Wichtige Unterschiede in der Zusammensetzung von Terpenen

Es sei darauf hingewiesen, dass es in der wissenschaftlichen Gemeinschaft immer noch Kontroversen über die Bezugnahme auf das Konzept und die Frage gibt, welche Elemente genau unter seine etwas vage Definition fallen, aber es kann gesagt werden, dass ein allgemeiner Konsens darüber besteht, dass dies verschiedene Umweltfaktoren können beeinflussen nicht nur den Ernteertrag, sondern auch das sekundäre chemische und metabolische Profil (wie z Terpene und Flavonoide(s) landwirtschaftliches Erzeugnis.

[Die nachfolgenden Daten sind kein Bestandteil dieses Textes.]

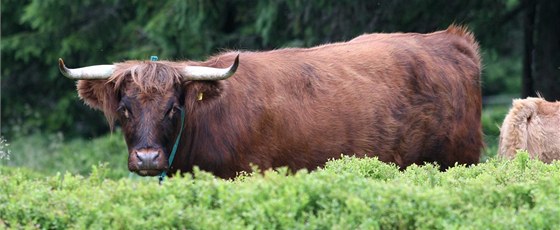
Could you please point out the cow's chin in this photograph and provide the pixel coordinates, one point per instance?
(148, 172)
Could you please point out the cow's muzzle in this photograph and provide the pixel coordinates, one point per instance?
(147, 162)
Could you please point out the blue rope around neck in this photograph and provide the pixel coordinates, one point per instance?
(172, 155)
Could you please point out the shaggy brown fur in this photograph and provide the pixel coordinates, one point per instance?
(406, 98)
(532, 124)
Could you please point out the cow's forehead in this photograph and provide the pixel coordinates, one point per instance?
(148, 77)
(148, 97)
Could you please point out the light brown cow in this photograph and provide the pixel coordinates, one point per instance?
(532, 124)
(406, 98)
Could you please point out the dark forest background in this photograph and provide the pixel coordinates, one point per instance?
(520, 43)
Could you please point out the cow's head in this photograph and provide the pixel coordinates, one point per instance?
(147, 99)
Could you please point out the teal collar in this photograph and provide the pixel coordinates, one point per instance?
(172, 155)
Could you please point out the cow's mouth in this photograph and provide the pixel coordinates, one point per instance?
(148, 172)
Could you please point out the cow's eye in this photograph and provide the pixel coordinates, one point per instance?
(124, 111)
(172, 111)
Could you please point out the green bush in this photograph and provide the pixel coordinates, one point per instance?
(349, 193)
(53, 153)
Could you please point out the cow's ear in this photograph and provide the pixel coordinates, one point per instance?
(205, 90)
(95, 93)
(101, 95)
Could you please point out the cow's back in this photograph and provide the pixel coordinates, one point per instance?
(407, 99)
(532, 125)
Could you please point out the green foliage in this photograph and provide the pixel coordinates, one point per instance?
(51, 154)
(349, 193)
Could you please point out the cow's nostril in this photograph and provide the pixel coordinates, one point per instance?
(147, 157)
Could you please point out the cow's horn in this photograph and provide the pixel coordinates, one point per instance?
(202, 73)
(86, 73)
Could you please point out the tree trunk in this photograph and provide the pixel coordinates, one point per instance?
(527, 87)
(547, 49)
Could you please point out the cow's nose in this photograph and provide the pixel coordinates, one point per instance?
(147, 158)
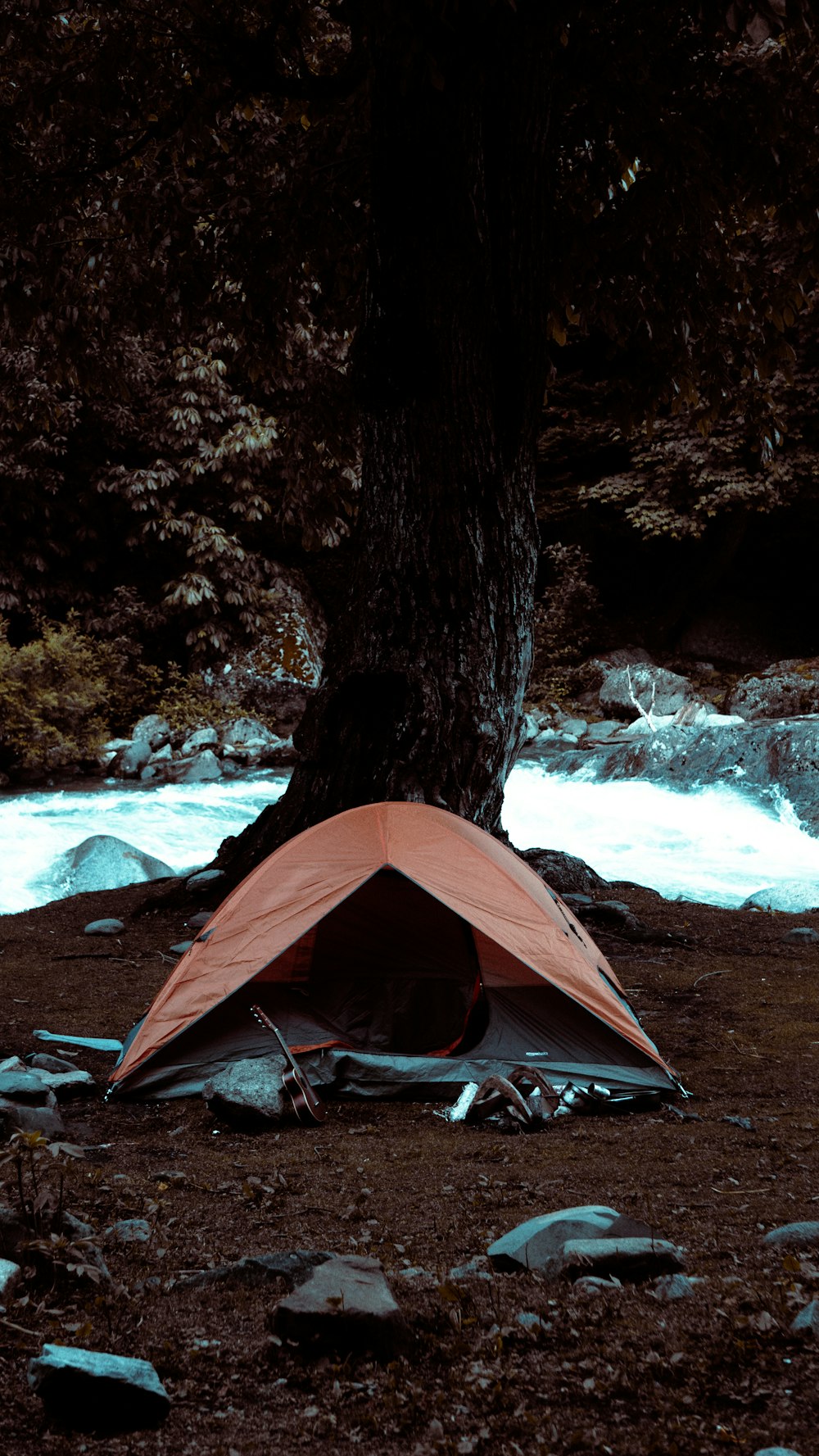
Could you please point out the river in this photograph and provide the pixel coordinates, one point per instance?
(712, 845)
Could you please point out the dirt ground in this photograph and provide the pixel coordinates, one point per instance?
(734, 1009)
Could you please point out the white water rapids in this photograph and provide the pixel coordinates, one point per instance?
(710, 845)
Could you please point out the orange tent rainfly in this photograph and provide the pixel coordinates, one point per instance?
(400, 950)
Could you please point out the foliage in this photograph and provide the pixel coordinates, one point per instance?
(566, 619)
(52, 698)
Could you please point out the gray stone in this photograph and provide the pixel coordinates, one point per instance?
(794, 1235)
(201, 738)
(808, 1319)
(204, 877)
(44, 1062)
(103, 928)
(11, 1277)
(25, 1086)
(201, 768)
(249, 1092)
(776, 1450)
(152, 730)
(18, 1117)
(129, 762)
(563, 873)
(672, 1286)
(626, 1259)
(91, 1390)
(793, 896)
(655, 689)
(105, 862)
(345, 1305)
(129, 1231)
(783, 691)
(539, 1242)
(260, 1268)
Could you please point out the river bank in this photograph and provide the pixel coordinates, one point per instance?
(729, 1004)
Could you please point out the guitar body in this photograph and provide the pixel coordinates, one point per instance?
(305, 1103)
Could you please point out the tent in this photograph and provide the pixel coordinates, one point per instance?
(400, 950)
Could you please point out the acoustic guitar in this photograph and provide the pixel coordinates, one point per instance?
(305, 1103)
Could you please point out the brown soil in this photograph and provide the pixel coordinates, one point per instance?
(735, 1011)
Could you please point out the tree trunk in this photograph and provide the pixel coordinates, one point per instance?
(425, 673)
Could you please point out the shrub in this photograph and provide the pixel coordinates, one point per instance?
(52, 698)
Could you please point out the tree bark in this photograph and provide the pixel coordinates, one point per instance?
(425, 672)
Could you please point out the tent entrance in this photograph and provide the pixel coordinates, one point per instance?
(395, 970)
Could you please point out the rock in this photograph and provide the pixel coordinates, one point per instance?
(783, 691)
(25, 1086)
(794, 1236)
(776, 1450)
(201, 768)
(18, 1117)
(563, 873)
(129, 762)
(201, 738)
(345, 1305)
(626, 1259)
(105, 862)
(793, 896)
(204, 877)
(655, 689)
(44, 1062)
(539, 1242)
(11, 1277)
(260, 1268)
(129, 1231)
(800, 935)
(249, 1094)
(805, 1324)
(672, 1286)
(91, 1390)
(152, 730)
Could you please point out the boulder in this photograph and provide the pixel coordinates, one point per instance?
(623, 1259)
(249, 1092)
(129, 760)
(105, 862)
(152, 730)
(91, 1390)
(566, 874)
(800, 935)
(25, 1086)
(655, 689)
(201, 738)
(794, 1235)
(539, 1242)
(25, 1118)
(200, 768)
(345, 1305)
(793, 896)
(783, 691)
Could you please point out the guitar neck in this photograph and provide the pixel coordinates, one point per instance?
(271, 1025)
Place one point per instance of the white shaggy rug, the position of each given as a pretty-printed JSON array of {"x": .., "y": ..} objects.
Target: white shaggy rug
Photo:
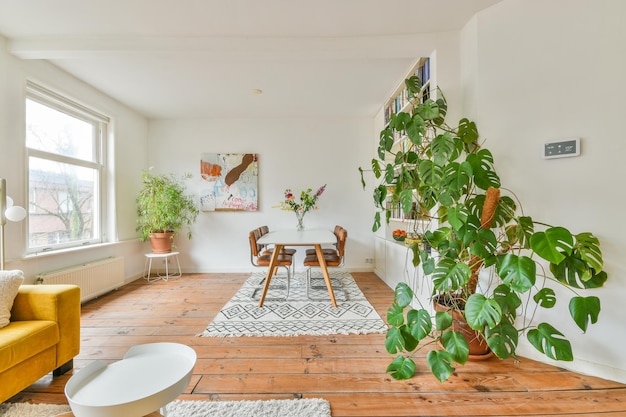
[
  {"x": 298, "y": 314},
  {"x": 310, "y": 407}
]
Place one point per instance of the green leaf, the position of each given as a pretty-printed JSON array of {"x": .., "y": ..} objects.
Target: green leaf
[
  {"x": 443, "y": 320},
  {"x": 545, "y": 297},
  {"x": 553, "y": 245},
  {"x": 380, "y": 196},
  {"x": 403, "y": 295},
  {"x": 390, "y": 174},
  {"x": 394, "y": 340},
  {"x": 406, "y": 201},
  {"x": 589, "y": 248},
  {"x": 552, "y": 343},
  {"x": 521, "y": 232},
  {"x": 481, "y": 311},
  {"x": 430, "y": 173},
  {"x": 419, "y": 323},
  {"x": 400, "y": 120},
  {"x": 395, "y": 315},
  {"x": 416, "y": 129},
  {"x": 443, "y": 149},
  {"x": 485, "y": 244},
  {"x": 428, "y": 110},
  {"x": 443, "y": 110},
  {"x": 508, "y": 300},
  {"x": 457, "y": 216},
  {"x": 385, "y": 143},
  {"x": 484, "y": 173},
  {"x": 518, "y": 272},
  {"x": 584, "y": 310},
  {"x": 502, "y": 339},
  {"x": 440, "y": 363},
  {"x": 401, "y": 368},
  {"x": 456, "y": 345},
  {"x": 574, "y": 272},
  {"x": 468, "y": 132},
  {"x": 450, "y": 275}
]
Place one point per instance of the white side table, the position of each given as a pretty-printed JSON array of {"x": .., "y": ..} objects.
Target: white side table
[
  {"x": 166, "y": 256},
  {"x": 149, "y": 377}
]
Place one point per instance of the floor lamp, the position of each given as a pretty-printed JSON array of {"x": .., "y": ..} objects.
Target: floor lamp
[{"x": 7, "y": 212}]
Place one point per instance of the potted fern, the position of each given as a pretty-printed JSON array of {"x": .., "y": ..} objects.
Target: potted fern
[
  {"x": 163, "y": 208},
  {"x": 473, "y": 227}
]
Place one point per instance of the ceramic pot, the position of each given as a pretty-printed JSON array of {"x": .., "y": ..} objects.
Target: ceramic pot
[{"x": 162, "y": 242}]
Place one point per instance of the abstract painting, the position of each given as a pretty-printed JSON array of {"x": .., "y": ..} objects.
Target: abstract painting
[{"x": 231, "y": 181}]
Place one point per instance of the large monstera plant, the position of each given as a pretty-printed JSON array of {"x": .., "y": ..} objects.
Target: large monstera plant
[{"x": 473, "y": 230}]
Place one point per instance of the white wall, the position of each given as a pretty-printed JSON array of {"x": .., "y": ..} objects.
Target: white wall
[
  {"x": 544, "y": 71},
  {"x": 293, "y": 153},
  {"x": 128, "y": 158}
]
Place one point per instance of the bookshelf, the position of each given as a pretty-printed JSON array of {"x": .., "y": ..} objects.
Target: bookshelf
[{"x": 393, "y": 262}]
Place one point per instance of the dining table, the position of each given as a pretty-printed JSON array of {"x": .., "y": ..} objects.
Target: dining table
[{"x": 306, "y": 237}]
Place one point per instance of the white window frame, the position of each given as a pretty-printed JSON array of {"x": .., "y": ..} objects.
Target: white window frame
[{"x": 61, "y": 103}]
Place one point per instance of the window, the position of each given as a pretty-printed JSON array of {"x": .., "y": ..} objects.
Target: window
[{"x": 65, "y": 144}]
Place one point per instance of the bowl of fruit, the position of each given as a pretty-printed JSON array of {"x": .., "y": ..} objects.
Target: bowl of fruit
[{"x": 399, "y": 235}]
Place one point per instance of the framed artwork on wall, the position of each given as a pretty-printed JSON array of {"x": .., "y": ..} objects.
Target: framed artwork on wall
[{"x": 231, "y": 181}]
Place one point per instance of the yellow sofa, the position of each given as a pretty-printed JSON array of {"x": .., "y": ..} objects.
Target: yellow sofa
[{"x": 43, "y": 336}]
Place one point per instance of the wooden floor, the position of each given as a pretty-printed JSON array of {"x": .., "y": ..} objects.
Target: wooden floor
[{"x": 349, "y": 371}]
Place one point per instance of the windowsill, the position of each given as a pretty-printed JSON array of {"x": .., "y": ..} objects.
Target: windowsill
[{"x": 38, "y": 255}]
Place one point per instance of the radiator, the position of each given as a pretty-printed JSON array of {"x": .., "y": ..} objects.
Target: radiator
[{"x": 94, "y": 278}]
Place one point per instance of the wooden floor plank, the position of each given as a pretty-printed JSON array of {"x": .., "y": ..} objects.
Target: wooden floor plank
[{"x": 349, "y": 371}]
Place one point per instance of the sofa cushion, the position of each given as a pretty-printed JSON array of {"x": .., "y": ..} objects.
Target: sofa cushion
[
  {"x": 10, "y": 282},
  {"x": 22, "y": 339}
]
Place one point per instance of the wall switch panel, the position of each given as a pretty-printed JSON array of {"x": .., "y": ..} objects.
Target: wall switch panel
[{"x": 562, "y": 149}]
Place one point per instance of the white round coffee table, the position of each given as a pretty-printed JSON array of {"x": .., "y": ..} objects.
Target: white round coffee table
[{"x": 145, "y": 380}]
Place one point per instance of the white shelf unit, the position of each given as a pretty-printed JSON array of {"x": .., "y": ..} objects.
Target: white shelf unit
[{"x": 393, "y": 260}]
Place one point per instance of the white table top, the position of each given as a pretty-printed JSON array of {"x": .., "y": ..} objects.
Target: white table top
[
  {"x": 149, "y": 376},
  {"x": 298, "y": 237},
  {"x": 161, "y": 255}
]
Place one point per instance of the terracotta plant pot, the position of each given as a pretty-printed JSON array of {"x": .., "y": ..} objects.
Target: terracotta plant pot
[
  {"x": 162, "y": 242},
  {"x": 478, "y": 348}
]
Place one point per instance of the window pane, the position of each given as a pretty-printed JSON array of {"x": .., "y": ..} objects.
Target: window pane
[
  {"x": 62, "y": 202},
  {"x": 56, "y": 132}
]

Zum Beispiel kann ein Umfrage 2015 von der Universität Sokorova in der Stadt Adana in der Türkei durchgeführt, untersuchte die Wirkung des Terroirs auf den Anbau von weißen Trauben der Sorte „Muscat Boronova“ in drei verschiedenen Umgebungen. Die Ergebnisse der Studie zeigten signifikante Unterschiede in der Zusammensetzung der in Weinen enthaltenen Terpene in Abhängigkeit von ihren Anbauumgebungen.

Ähnlich vereint Eine gemeinsame amerikanisch-chinesische Studie, die 2019 in der Zeitschrift Frontiers in Plant Science veröffentlicht wurde, zeigte, wie der Anbau derselben Teepflanze in verschiedenen geografischen Gebieten den Gehalt an Terpenen in Pflanzen erheblich beeinflusste, wobei einige Teepflanzen 50 % mehr Terpene aus derselben Teepflanze produzierten . Pflanzen in den gleichen Bereichen.

Das berühmte Terroir Kaliforniens

Angesichts dieser Erkenntnisse sowie angesichts langjähriger Erfahrungen mit einer Vielzahl anderer landwirtschaftlicher Nutzpflanzen ist es wahrscheinlich, dass auch die Wachstumsumgebung der Cannabispflanze einen entscheidenden Einfluss auf das Produkt haben wird.

Einer der Hauptbefürworter der Übernahme des Konzepts „Terroir“ beim Anbau von Cannabis war der Legendäre Frenchy Cannoli, verstorben Letztes Jahr. Cannoli befürwortete den Ansatz, dass alle Umweltfaktoren integraler Bestandteil der Charakterisierung von Cannabis sind.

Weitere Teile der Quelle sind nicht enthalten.